This depends entirely on which isotope of barium you're evaluating.
Isotopes are variations in the neutron content of an atom; the most stable form of barium, Barium-130, has 56 protons and 74 neutrons. The number of protons will remain 56 in all isotopes, but the number of neutrons varies from 58 to 97. As you might expect, the further from having 74 neutrons the isotope is, in either direction, the shorter the half-life of the isotope tends to be. Most of the half-lives are measured in minutes or fractions of a second, whereas Barium-130 has a half-life tens of thousands of times longer than the age of the universe itself.

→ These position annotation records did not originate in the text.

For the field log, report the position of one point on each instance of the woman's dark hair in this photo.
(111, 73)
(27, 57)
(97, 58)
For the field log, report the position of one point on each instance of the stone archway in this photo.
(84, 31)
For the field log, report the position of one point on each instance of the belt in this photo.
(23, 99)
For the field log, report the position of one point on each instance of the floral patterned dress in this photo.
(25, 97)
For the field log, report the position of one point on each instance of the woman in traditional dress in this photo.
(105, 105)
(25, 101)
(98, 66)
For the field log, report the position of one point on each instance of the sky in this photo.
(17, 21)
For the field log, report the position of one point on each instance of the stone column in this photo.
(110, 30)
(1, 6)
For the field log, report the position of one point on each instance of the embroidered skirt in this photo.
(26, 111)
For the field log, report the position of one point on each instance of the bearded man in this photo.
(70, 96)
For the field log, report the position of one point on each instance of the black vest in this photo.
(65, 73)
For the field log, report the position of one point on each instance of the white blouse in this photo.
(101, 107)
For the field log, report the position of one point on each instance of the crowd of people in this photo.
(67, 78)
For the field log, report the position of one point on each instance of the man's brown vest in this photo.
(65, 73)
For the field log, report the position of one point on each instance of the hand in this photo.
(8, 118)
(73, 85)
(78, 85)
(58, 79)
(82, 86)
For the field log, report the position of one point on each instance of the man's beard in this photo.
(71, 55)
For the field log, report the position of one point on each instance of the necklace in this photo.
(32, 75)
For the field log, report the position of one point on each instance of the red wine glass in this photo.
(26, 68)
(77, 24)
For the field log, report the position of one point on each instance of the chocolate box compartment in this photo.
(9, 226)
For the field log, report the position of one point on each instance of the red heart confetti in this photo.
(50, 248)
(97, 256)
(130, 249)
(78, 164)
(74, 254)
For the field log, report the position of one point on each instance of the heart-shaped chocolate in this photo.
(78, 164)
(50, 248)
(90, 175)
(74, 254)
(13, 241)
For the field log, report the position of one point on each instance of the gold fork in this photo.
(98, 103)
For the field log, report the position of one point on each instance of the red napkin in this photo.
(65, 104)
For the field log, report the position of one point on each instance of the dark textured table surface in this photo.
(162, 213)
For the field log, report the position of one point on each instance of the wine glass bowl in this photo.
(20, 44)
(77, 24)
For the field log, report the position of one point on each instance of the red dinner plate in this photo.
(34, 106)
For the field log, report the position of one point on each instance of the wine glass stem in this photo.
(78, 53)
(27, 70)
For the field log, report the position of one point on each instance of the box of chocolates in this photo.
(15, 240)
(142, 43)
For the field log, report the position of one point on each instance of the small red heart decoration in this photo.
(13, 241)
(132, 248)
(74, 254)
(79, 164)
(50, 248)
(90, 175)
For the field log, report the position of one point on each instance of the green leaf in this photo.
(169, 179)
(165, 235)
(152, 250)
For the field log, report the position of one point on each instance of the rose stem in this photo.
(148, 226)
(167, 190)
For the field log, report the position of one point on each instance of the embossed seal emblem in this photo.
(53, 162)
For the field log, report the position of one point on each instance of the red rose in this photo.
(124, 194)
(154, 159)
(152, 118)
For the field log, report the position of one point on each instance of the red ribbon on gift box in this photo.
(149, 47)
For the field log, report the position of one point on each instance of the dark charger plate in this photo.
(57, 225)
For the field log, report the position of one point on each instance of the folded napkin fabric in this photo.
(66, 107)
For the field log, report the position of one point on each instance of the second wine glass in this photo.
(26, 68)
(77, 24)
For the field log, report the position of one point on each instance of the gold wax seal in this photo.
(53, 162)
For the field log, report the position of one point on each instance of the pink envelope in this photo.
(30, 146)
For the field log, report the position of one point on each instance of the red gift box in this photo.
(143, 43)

Most of the lighter isotopes decay into xenon and cesium, atoms one and two protons lighter than barium on the periodic table, and most of them decay through beta decay and electron capture. Beta-plus decay might be best described if you imagine the proton and being composed of a neutron plus a positively charged small particle (a positron); if the proton loses its positive charge, or absorbs a negative charge, it becomes a neutron. In beta-plus decay and electron capture, the proton loses its positive charge and becomes a neutron, dropping the atomic number by one. The heavier isotopes of barium also undergo beta decay, but they undergo beta-minus; in this case, the neutron can be thought of as a proton and an electron combined so that their charges cancel, and by losing an electron, the neutron becomes a proton, and the atomic number increases by one. The heavier isotopes thus tend to decay into a heavier element, lanthanum.